Don’t fall in love with a pair of eyes and make the fatal mistake of marrying the whole man! It is the whole man you want to check out. His nature, his character, who is he behind the eyes. He could be a murderer and by studying his eyes you will not know of a dark mind behind them.
YOUR FACT-FINDING MISSION NEEDS TO BE LASER SHARP. These are some of the things you want to know – because it is just a matter of time before he does that to you.
1) Does he tell lies to others?
(It is just a matter of time before he lies to you.)
2) Is he rude or abrupt to his siblings? (It is just a matter of time…..)
3) Is he careless about friends and friendships?
(Does he manipulate or humiliate them in front of others?)
4) Does he talk ill of some of his friends?
5) Does he care about his parents? How does he treat them?
6) Does he get drunk or violent? Is he quick with his fists?
7) Does he take drugs (any type of)?
Smoking weed is not “innocent” it is a drug and often leads to taking stronger drugs.
8) Does he get heavy handed with you such as pushing, shoving or slapping your bottom hard? This does NOT mean he has a crush on you. This means he is a potential bully.
9) Is he kind to animals? Is he kind to children? Is he compassionate?
10) Has he ever cheated in exams, cheated on a girl or stolen something?
You get the picture? ASK QUESTIONS.
Now go and make your own list based on what is important to you as a girl and frame your fact-finding mission around those questions. (You don’t want to make it sound like an interrogation of course, but you can do it subtly – make it sound like part of a conversation).
The point is, you want to get past seeing the ‘eyes’ and find the human or the INHUMANE inside of the guy. You want to know if this is relationship material or not. If he is “NOT” then don’t make yourself available to this person. Cut the cord and get away from him. Don’t be afraid of being lonely or heart-sore for a while. It will save you being abused and beaten for months or years ahead.
This is a long read, I know – but you need to learn how to avoid GBV. (There is no real help coming soon – see lower down).
Take care girlfriends, not all guys are Angels – and frogs do not turn into Princes.
Wait for the right guy, he is usually that one in a thousand. Understand this, you do not have to suffer through 999 guys. Ask the right questions on the first two occasions and bow out if you know he is not for you. Do not hang out with him in the hope of finding some good in him.
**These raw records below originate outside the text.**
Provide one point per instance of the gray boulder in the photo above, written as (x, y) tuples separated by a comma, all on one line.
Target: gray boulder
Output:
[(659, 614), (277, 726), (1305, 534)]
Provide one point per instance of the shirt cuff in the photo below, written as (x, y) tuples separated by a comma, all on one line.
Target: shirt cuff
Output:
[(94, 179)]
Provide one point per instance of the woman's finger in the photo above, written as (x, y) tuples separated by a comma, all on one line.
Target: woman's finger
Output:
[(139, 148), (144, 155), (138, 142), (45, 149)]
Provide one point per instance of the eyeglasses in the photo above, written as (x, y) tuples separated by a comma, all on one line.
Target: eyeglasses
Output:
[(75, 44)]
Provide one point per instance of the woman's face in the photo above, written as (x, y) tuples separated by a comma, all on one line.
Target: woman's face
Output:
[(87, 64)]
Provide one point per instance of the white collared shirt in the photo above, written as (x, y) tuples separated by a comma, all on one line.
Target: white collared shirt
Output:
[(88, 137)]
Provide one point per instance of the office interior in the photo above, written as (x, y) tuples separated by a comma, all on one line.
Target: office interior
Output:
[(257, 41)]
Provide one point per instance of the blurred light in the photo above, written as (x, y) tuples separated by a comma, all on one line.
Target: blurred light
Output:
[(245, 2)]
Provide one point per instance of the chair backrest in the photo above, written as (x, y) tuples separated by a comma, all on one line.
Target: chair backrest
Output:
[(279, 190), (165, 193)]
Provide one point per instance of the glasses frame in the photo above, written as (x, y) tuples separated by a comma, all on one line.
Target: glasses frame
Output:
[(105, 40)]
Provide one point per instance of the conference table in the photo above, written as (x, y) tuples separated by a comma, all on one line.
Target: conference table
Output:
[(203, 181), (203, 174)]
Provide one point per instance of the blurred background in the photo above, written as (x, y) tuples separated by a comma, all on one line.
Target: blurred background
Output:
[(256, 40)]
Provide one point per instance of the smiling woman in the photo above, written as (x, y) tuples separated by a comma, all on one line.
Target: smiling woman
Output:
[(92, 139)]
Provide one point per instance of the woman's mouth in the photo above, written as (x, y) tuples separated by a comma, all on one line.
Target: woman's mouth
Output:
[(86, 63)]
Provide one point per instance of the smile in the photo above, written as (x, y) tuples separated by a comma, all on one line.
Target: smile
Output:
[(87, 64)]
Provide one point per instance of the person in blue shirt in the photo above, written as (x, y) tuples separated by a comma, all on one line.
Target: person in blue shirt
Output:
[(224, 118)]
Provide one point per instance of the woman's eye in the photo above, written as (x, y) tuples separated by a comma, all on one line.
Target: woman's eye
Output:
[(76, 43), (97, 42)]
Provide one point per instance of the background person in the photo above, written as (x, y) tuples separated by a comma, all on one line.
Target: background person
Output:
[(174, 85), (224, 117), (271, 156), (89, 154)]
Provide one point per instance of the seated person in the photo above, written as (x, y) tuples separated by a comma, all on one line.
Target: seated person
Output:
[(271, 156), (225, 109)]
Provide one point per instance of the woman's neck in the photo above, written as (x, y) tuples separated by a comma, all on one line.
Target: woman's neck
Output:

It will do you no good.
Faithfully your friend,
1) Violence against women is firmly entrenched in South Africa, and it does not appear to be changing. Rather, violence has become an accepted way to assert and reassert masculinity and dominance.
2) Civil Society Organisations:- have a duty to see to it that legislation and policies on violence against women are enforced. They are supposed to engage with men on the issue of masculinity, misguided cultural and religious beliefs and practices. They are to condemn government leaders who speak and act in ways that enforce gender inequality and the marginalization of women.
3) They, in turn, blame the Government, saying; “This requires a strong, united, multi-level response from both government together with civil society organisations.”
4) So while one seems to wait on the other and no one is moving, nothing is happening. If we as teens refuse to take charge of what happens to us, we will simply become another statistic.
5) So, while women are hoping that someone is busy doing something about Gender-based violence (GBV) it appears that there is no one watching your back after all. Women will continue to suffer as a result.
6) Many civil society organisations have become over-reliant on government funding for their programming. This is particularly the case because government has outsourced much of its violence against women service responses. Such reliance on government inhibits the ability of civil society organisations to be critical of the same government. Government does not oversee the work done, therefore no one is held accountable for specific programs or outcomes. (Info from GBV sites).